Box plot of shoulder flexion angle by allocation group and time point.

FIGURE 30.

Box plot of shoulder abduction angle by allocation group and time point.

Western Ontario Rotator Cuff Index

The WORC index is a patient-reported quality-of-life outcome measure designed for patients with rotator cuff disease. Scores were calculated on a 0–100 scale such that higher score mean better function. The summaries of the data are shown in Table 43 and Figure 31.

FIGURE 31.

Box plot of WORC score by allocation group and time point.

Table 44 shows the results of the adjusted model of the WORC score at 12 months postrandomisation. The model is consistent with the OSS models, with the effect of the InSpace device reducing shoulder function at the 12-month follow-up point.

EQ-5D-5L

The EQ-5D-5L is a validated quality-of-life utility score, calibrated such that 1 represents perfect health and 0 represents death.
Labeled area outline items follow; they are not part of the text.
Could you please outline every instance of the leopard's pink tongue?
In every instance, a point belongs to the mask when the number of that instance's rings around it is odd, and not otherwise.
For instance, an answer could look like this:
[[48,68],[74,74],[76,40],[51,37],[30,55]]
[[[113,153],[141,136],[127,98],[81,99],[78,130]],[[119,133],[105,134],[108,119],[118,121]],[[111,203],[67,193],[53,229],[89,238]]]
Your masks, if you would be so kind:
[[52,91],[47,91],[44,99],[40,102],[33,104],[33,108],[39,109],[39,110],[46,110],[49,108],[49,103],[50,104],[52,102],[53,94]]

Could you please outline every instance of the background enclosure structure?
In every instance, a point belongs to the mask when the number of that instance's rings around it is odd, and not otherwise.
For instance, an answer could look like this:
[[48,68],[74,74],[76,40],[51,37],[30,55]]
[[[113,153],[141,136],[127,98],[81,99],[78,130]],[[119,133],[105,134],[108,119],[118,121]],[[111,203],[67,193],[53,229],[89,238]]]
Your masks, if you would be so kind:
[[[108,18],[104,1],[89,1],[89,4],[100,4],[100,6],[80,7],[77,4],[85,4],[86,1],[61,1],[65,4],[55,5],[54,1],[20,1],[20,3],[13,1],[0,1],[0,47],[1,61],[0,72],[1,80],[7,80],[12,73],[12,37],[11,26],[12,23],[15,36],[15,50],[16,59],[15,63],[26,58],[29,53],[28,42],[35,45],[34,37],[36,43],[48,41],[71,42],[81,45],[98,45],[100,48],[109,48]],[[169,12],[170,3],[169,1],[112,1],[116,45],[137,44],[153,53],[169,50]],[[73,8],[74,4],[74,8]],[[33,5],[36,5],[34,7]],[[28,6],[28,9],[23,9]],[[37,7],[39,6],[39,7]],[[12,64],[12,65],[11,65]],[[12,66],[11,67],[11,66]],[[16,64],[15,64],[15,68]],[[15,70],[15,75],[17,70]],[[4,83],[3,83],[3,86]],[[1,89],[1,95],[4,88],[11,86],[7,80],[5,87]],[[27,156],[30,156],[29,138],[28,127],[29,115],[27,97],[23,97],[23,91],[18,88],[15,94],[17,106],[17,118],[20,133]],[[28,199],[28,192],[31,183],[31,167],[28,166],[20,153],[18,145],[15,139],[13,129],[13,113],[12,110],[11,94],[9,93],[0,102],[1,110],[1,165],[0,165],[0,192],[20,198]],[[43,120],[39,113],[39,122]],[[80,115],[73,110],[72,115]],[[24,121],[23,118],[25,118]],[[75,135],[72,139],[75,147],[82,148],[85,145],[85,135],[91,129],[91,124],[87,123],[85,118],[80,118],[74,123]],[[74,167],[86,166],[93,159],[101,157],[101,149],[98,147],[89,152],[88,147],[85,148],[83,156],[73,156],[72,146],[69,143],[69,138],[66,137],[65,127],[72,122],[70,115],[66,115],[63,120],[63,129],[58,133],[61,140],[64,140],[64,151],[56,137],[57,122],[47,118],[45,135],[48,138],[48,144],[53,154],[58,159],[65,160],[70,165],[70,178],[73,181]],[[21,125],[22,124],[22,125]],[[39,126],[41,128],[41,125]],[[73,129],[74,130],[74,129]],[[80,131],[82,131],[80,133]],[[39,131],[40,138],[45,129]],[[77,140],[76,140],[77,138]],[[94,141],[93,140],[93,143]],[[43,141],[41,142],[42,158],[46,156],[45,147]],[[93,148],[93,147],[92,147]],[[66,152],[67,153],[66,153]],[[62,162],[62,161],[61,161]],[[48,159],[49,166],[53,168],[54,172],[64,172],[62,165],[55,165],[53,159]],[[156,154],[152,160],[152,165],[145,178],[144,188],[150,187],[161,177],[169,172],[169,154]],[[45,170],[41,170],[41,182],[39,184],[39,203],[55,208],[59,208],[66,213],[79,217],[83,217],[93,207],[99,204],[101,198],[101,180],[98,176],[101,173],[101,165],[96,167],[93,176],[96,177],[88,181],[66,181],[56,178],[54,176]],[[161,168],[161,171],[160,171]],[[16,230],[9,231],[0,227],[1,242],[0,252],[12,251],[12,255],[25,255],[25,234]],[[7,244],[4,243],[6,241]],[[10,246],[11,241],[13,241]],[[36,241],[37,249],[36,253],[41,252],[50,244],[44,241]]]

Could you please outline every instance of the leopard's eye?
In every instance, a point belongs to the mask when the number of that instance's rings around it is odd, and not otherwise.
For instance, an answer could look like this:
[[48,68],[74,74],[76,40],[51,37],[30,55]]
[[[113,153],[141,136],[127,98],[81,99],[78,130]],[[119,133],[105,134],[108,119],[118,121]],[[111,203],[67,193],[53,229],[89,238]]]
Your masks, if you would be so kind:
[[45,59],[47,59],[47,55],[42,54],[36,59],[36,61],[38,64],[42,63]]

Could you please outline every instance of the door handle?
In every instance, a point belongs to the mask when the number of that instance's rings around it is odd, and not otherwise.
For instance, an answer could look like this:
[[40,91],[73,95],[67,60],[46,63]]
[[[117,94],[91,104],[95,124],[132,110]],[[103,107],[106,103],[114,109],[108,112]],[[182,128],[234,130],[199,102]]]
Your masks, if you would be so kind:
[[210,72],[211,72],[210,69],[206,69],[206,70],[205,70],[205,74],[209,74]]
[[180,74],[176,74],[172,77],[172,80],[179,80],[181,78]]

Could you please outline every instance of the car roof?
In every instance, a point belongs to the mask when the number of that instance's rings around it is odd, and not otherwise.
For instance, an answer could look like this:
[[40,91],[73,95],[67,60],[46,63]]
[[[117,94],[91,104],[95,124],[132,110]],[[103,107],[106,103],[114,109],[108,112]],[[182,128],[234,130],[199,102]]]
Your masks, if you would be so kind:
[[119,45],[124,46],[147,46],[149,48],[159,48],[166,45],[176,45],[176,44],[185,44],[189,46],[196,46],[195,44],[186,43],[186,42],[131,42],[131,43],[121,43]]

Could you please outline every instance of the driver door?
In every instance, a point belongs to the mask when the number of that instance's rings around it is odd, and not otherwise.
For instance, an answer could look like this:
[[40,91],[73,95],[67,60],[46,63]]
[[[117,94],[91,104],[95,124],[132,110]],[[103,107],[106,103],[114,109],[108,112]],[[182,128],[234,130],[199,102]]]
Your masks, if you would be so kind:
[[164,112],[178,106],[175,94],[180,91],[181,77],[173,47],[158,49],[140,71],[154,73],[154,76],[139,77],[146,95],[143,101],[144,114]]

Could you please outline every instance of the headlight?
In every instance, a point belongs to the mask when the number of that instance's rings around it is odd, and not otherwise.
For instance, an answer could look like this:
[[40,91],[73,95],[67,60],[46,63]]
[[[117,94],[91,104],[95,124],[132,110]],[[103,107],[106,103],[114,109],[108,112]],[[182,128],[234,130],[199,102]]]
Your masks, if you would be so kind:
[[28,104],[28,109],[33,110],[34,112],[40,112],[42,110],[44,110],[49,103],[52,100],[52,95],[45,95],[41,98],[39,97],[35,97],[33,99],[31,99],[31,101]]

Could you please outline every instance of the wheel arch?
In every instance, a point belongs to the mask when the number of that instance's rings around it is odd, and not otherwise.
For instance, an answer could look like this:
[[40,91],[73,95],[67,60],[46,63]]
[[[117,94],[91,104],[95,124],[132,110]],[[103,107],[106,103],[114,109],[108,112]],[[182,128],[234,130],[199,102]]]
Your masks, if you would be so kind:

Descriptive statistics of the EQ-5D-5L by allocation group and time point are shown in Table 45 and Figure 32. The adjusted model results for the EQ-5D-5L can be found in Table 46.

FIGURE 32.

Box plot of EQ-5D-5L score by allocation group and time point.

Patient reported change

In addition to answering the patient-reported outcome measures, participants were also asked to report about their general shoulder function as compared to before their operation (PGIC). Participants were asked to report their assessment of their change in shoulder function and the more specific assessment of their ‘activity limitations, symptoms, emotions and overall quality of life’ since their operation. Table 47 shows the summary of responses of the change in shoulder function. Table 48 shows the response to the more specific prompt.

Relationship between the OSS and the Constant score

The original primary outcome was the Constant score (see main text). To confirm that the OSS was a suitable alternative, the correlations between the Constant score and the OSS were calculated.

The OSS is scored between 0 and 48, hence we rescaled scores to a 0–100 range to allow direct comparison to the Constant score (range is 0–100). These results suggest that there is a moderate to strong correlation between the two outcomes at each time point (see Table 49).

Participants with repairable tears

This analysis was added (prospectively, before recruitment closed) to investigate if there were any observable differences between participants who were randomised into the study and those who were excluded because their cuff tears were repairable.

Table 50 shows the participants baseline information for the randomised group and the excluded intraoperative group due to having a repairable tear.

A t-test was performed between the randomised group and the participants with repairable rotator cuff tears that were excluded intraoperatively. The result showed that the repairable tear group had higher Constant score by 3.8 points, and a higher score for the OSS by 2.1 points. Neither test results showed statistical difference.

Tables 51 and 52 show the linear regression model results for the OSS and the Constant score, respectively.